The “continually-trying-to-figure-things-out” shuffle goes hand-in-hand with a professional creative life. You can practice mindful decision-making to increase your chances of a favorable outcome, but that doesn’t make you immune to challenges.
And sometimes challenges are exactly what we need to get clear about our priorities and make the next right choice.
To remind us that working toward a goal is typically more awkward than elegant, here are seven — seemingly unpleasant — signs of progress.
1. Someone tells you “no”
It could be a content creator who doesn’t respond to your collaboration request or a site that rejects your guest post idea. The first time I sent a guest post pitch to Copyblogger, I didn’t hear back from the team.
But that “no” was an indicator that I was trying something new, and it helped me focus on doing some serious work. If either no one looked at my pitch email or they just weren’t interested in my idea, I decided to trust that we weren’t a match.
“Trusting” didn’t mean that I gave up, though. I found a blog that wanted to publish my article, and I invested time in finding the right sites for all the guest posts I wrote.
Three years later, Copybloger asked me to guest post for them.
That original “no” was a priceless part of my growth as a writer.
2. Someone doesn’t like your work
Just because someone tells you “no,” it doesn’t necessarily mean they don’t like you or your work.
You can’t take “no” personally.
Other times, people will actually dislike your work, but you can’t take that personally either. If everyone in your audience has the exact same perspective, your audience probably isn’t that big. But if you reach new people on a regular basis, you’ll encounter someone who doesn’t like what you do.
They might even tell you about it. This is the internet, after all. You should celebrate when your content has extended beyond your “yes” community and landed in front of people with different opinions and worldviews.
3. You turn down a client
It’s a tough thing to get used to, but you can say “no,” too. To help you move passed those nerves, consider what will benefit your business in the long run: a crappy client or more time to market your business?
If you’re worried about financial responsibilities, many writers have other jobs that have nothing to do with writing while they also work on their craft.
Having that type of balance in your life gives you peace of mind. Your monetary obligations will be met, and your writing and marketing sessions will be focused and passionate.
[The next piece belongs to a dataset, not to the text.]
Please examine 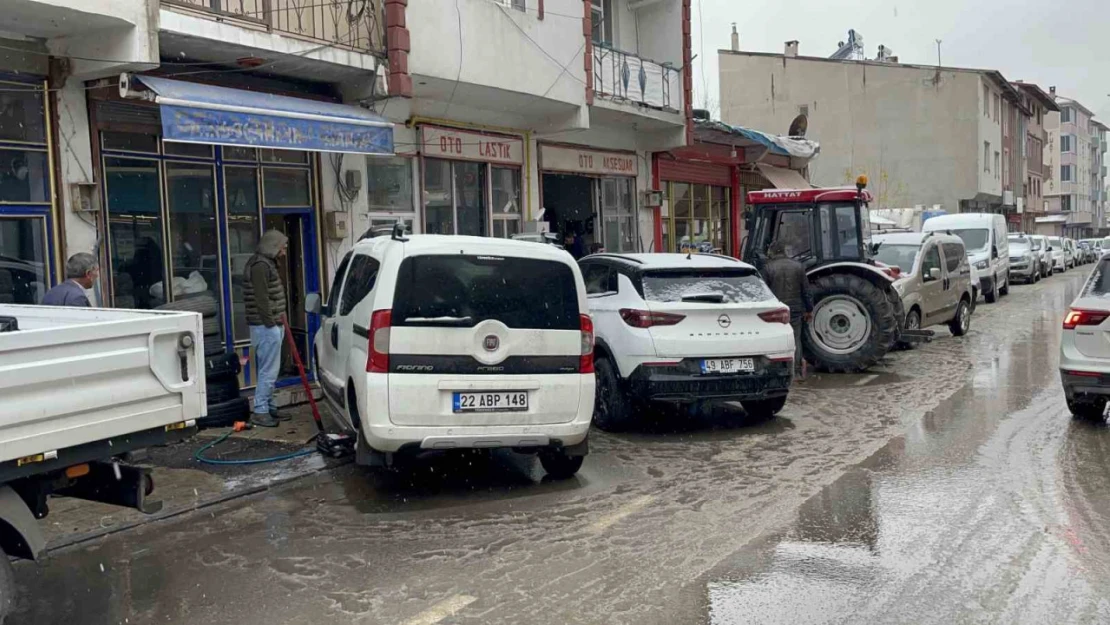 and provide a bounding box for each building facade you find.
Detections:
[719,43,1028,219]
[0,0,692,401]
[1045,92,1106,238]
Low-paying, time-consuming clients are not only frustrating, they can cause you to grow bitter about writing. It’s smart to assess how you want to spend your energy, so that you make the most of your time. Turning down a client who isn’t right for you is a turning point in your career.
4. You’ve “wasted time” on a client
After you’ve outgrown a client and ended a contract with them, you may feel like you wasted time doing unsatisfying work. Remember that you had to gain experience before you were confident enough to say “no” and realize that higher paying clients who offer higher quality work are what you’re looking for.
Past clients weren’t a waste of time; they were a part of building your business.
5. You’ve “wasted time” on research
Investing time in research for your own marketing might not always produce an immediate payoff, but it’s never useless.
At the very least, writers who make their own continuing education a priority are attractive to clients. Learners: 1, Know-It-Alls: 0.
Research can also help you get a head start on future work. Professionals get comfortable with that. They prefer to make decisions and get momentum, rather than wait for their idea or action to be “perfect.”
6. You’ve “wasted time” on a draft
Do you know what gets me out of bed in the morning? Practice! Every day is an opportunity to practice the things you care about. It could be gratitude, listening, communicating clearly, or writing.
The original introduction to this post had another section that I cut out, but working on it got me in the flow of writing so I could complete an outline of the article.
Any time you spend writing a draft is an excellent practice session.